Professor Carraro is Director of the Climate Change and Sustainable Development Programme of the Fondazione Eni Enrico Mattei (FEEM), member of the Executive Board of the Euro Mediterranean Centre for Climate Change (CMCC), and Director of the International Centre for Climate Governance (ICCG).
Carlo Carraro is member of the Green Growth Knowledge Platform (GGKP) Advisory Committee and of the International Advisory Board of the Harvard Environmental Economics Program (HEEP). He is also member of the Scientific Committee of the International Human Dimensions Programme (IHDP) and of the Ifo Institute for Economic Research, Munich. He is research fellow of the CEPR (Center for Economic Policy Research), London, CESifo (Center of Economic Studies ), Munich, and Associate Research Fellow, CEPS (Center of Economic Policy Studies ), Bruxelles.
Geoffrey Heal
Geoffrey Heal, Donald C. Waite III Professor of Social Enterprise at Columbia Business School, is noted for contributions to economic theory and resource and environmental economics. He holds bachelors (first class), masters and doctoral degrees from Cambridge University, where he studied at Churchill College and taught at Christ’s College. He also holds an Honorary Doctorate from the Universite´ de Paris Dauphine.
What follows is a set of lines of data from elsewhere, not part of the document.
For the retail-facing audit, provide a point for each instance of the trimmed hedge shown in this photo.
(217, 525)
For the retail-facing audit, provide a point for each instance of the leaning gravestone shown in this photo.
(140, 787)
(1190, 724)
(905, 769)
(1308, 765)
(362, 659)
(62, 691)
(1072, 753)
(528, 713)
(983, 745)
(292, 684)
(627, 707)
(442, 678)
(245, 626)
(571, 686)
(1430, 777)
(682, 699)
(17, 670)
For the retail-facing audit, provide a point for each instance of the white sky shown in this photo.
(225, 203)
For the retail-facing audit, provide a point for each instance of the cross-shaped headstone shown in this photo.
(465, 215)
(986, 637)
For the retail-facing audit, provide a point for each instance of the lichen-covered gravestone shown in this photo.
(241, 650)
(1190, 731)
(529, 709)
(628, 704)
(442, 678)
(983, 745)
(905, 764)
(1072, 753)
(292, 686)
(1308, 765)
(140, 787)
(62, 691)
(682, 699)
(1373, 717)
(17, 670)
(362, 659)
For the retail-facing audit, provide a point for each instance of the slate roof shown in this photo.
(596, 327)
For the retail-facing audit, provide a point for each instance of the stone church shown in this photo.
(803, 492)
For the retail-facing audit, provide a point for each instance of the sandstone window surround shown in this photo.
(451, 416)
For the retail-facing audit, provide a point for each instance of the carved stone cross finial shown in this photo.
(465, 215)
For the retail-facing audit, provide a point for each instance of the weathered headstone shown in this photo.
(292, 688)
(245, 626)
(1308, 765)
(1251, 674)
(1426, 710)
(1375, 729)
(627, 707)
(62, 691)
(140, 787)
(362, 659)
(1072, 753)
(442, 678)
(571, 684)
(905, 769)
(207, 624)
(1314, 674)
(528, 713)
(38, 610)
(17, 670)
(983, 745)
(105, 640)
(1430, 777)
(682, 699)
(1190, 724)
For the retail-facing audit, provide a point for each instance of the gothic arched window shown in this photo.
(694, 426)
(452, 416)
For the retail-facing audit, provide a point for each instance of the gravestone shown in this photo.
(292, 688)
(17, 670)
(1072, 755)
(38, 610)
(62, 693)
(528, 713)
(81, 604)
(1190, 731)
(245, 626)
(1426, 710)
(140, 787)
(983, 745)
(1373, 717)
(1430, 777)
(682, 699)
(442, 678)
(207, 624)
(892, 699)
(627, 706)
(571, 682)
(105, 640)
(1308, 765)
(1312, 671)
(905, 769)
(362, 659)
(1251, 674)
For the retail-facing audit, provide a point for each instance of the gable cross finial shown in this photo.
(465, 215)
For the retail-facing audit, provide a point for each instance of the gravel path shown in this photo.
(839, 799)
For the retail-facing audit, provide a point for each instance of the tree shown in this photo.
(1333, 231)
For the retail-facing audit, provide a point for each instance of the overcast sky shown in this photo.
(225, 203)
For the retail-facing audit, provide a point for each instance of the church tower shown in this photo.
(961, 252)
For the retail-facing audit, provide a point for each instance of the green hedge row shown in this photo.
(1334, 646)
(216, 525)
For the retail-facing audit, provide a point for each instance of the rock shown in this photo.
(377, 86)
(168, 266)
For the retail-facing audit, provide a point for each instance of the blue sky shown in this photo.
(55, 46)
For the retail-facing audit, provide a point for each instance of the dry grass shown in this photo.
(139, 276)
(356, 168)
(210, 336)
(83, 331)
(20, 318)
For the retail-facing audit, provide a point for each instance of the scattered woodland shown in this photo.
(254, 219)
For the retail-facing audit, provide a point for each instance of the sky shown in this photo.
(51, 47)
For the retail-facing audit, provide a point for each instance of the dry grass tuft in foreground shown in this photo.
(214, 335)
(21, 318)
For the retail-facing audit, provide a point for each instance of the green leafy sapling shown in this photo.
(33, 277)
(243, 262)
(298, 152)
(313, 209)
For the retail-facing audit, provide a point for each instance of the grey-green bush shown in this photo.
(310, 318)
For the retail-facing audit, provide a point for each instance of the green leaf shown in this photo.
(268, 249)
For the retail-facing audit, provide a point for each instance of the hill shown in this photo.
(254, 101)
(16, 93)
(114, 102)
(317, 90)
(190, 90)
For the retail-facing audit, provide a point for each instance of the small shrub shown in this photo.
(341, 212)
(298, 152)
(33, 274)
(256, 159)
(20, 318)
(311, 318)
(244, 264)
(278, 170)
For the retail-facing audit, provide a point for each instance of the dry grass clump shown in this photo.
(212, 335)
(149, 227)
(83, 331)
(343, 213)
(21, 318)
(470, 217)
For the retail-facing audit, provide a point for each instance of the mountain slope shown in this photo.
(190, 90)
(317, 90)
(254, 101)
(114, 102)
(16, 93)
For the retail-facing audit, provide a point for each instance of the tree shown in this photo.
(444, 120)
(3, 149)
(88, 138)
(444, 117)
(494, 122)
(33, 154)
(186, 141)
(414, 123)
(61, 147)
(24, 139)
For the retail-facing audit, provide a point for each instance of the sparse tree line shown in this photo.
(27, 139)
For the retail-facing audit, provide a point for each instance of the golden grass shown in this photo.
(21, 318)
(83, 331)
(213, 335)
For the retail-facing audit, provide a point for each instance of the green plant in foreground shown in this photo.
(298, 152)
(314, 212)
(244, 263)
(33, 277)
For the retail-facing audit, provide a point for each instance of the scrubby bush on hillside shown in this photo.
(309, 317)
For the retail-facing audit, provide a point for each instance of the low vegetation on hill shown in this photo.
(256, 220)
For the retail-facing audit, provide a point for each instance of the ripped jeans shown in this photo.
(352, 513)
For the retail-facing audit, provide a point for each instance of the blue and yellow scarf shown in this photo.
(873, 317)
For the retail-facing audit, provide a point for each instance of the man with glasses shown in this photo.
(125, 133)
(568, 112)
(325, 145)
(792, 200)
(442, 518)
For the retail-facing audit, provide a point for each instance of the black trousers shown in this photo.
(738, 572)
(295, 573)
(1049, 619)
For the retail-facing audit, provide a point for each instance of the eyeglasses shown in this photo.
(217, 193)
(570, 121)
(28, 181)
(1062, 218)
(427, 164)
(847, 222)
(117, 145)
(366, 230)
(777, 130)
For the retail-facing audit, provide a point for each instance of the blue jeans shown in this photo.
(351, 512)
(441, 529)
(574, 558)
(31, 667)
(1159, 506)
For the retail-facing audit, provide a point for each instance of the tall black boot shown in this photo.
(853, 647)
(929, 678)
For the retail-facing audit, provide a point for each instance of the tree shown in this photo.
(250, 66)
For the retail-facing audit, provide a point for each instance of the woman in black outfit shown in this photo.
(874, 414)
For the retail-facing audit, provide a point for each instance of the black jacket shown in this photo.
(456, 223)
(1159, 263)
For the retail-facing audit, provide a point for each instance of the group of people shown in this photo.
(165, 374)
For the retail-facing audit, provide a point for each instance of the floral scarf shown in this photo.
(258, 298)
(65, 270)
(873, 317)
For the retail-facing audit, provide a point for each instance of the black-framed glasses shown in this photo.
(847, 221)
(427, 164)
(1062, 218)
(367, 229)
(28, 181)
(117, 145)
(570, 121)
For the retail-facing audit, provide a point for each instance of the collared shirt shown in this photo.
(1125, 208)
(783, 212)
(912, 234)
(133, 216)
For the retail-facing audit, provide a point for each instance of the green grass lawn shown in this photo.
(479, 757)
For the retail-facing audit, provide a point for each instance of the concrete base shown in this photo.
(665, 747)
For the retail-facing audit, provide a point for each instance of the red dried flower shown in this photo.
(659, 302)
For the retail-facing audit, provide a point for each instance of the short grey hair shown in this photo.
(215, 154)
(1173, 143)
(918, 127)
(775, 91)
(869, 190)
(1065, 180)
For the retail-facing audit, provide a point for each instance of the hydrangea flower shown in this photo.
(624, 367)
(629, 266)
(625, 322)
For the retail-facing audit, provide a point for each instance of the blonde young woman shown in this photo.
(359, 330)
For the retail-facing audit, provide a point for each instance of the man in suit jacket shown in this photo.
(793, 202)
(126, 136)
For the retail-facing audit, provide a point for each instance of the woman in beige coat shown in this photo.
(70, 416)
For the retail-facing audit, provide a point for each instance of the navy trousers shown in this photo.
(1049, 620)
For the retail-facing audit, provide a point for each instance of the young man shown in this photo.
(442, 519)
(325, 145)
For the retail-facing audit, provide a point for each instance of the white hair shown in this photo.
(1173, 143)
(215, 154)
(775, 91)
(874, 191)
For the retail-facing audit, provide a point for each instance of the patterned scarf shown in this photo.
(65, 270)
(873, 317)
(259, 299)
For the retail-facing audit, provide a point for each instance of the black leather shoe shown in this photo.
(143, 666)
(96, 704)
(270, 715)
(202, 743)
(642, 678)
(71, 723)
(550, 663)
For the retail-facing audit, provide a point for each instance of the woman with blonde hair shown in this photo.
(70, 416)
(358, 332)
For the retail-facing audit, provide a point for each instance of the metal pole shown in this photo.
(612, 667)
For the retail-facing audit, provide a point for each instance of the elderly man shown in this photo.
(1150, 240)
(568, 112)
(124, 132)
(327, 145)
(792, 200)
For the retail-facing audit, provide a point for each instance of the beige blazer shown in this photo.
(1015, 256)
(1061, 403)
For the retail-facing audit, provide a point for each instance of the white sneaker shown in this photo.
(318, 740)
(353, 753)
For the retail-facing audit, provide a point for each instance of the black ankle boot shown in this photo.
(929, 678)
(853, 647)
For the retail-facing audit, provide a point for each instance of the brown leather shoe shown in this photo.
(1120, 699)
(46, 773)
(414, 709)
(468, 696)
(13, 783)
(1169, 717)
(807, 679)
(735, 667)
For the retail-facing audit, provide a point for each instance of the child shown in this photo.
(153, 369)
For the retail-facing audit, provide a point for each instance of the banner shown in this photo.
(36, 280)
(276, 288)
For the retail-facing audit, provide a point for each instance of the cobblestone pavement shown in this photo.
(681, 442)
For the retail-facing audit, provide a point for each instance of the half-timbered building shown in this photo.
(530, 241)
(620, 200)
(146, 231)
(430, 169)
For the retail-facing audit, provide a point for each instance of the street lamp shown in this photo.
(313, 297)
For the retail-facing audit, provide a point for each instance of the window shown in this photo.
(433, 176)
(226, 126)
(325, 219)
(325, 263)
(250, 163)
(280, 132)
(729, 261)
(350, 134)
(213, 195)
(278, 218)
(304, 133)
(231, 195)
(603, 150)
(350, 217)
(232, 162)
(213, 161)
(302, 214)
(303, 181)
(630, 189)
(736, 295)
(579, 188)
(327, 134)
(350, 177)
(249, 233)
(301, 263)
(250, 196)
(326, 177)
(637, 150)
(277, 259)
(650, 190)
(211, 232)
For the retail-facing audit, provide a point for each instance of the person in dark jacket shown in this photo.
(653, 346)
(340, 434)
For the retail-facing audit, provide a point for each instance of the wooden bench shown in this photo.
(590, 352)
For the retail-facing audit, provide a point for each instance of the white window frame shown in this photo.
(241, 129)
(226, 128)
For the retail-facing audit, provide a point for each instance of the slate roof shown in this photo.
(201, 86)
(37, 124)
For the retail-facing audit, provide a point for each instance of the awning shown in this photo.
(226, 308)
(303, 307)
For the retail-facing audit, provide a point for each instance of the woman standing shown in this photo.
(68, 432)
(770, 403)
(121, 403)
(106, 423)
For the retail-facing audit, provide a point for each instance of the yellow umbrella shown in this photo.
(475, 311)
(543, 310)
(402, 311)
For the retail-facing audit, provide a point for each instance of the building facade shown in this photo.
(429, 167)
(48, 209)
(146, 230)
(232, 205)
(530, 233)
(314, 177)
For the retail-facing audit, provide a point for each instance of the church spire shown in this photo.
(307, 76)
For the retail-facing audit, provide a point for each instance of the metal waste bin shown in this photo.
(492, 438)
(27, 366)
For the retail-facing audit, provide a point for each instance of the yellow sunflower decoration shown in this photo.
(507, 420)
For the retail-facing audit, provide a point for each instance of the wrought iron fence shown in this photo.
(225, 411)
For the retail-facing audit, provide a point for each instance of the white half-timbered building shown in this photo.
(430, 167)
Author of eighteen books and about two hundred articles, Professor Heal is a Fellow of the Econometric Society, Past President of the Association of Environmental and Resource Economists, recipient of its prize for publications of enduring quality and a Life Fellow, a Director of the Union of Concerned Scientists and a founder and Director and chairman of the Board of the Coalition for Rainforest Nations, developers of the REDD policy for reducing deforestation by awarding carbon credits for forest conservation. Recent books include Nature and the Marketplace, Valuing the Future, When Principles Pay and Whole Earth Economics (forthcoming). Professor Heal chaired a committee of the National Academy of Sciences on valuing ecosystem services, was a Commissioner of the Pew Oceans Commission, is a coordinating lead author of the IPCC, was a member of President Sarkozy’s Commission on the Measurement of Economic Performance and Social Progress, was a member of the advisory board for the World Bank’s 2010 World Development Report and the United Nations Environment Program’s 2011 Human Development Report, and acts as an advisor to the World Bank on its Green Growth project. He is also a Director of Public Business, a foundation that promotes in-depth public interest journalism. He has been a principal in two start-up companies, one a consulting firm and the other in software and telecommunications, and until recently was a member of the Investment Committee of a green private equity group. He teaches MBA courses on “Current Developments in Energy Markets,” “Business and Society: Doing Well by Doing Good?” and “The Business of Sustainability” and advises doctoral students interested in sustainability.
Fulai Sheng
Sheng Fulai is currently the head of the Research and Partnerships Unit of UNEP based in Geneva. His areas of expertise include integrated public policymaking, international payments for ecosystem services, and integrated economic and environmental accounting. He is currently the technical manager of the UNEP-led Green Economy Initiative, which aims to motivate and enable governments and businesses to invest in environmental sectors such as renewable energy, green buildings, public transport, sustainable agriculture, and watersheds. Mr. Sheng holds a Masters degree in economics from the Shanghai University of Finance and Economics (1985). Prior to joining UNEP in 2005, for over twenty years, he had served the Chinese Ministry of Finance, the World Bank, the World Wide Fund for Nature, and Conservation International. His major publications include: Real Value for Nature – An Overview of Global Efforts to Achieve True Measures of Economic Progress; Comparative Assessment of Development Options; Macroeconomic Policies, Poverty and the Environment (co-author); Rights, Wants and Needs: Economic Instruments and Biodiversity Conservation, and Integrated Policymaking for Sustainable Development: A Reference Manual (co-author).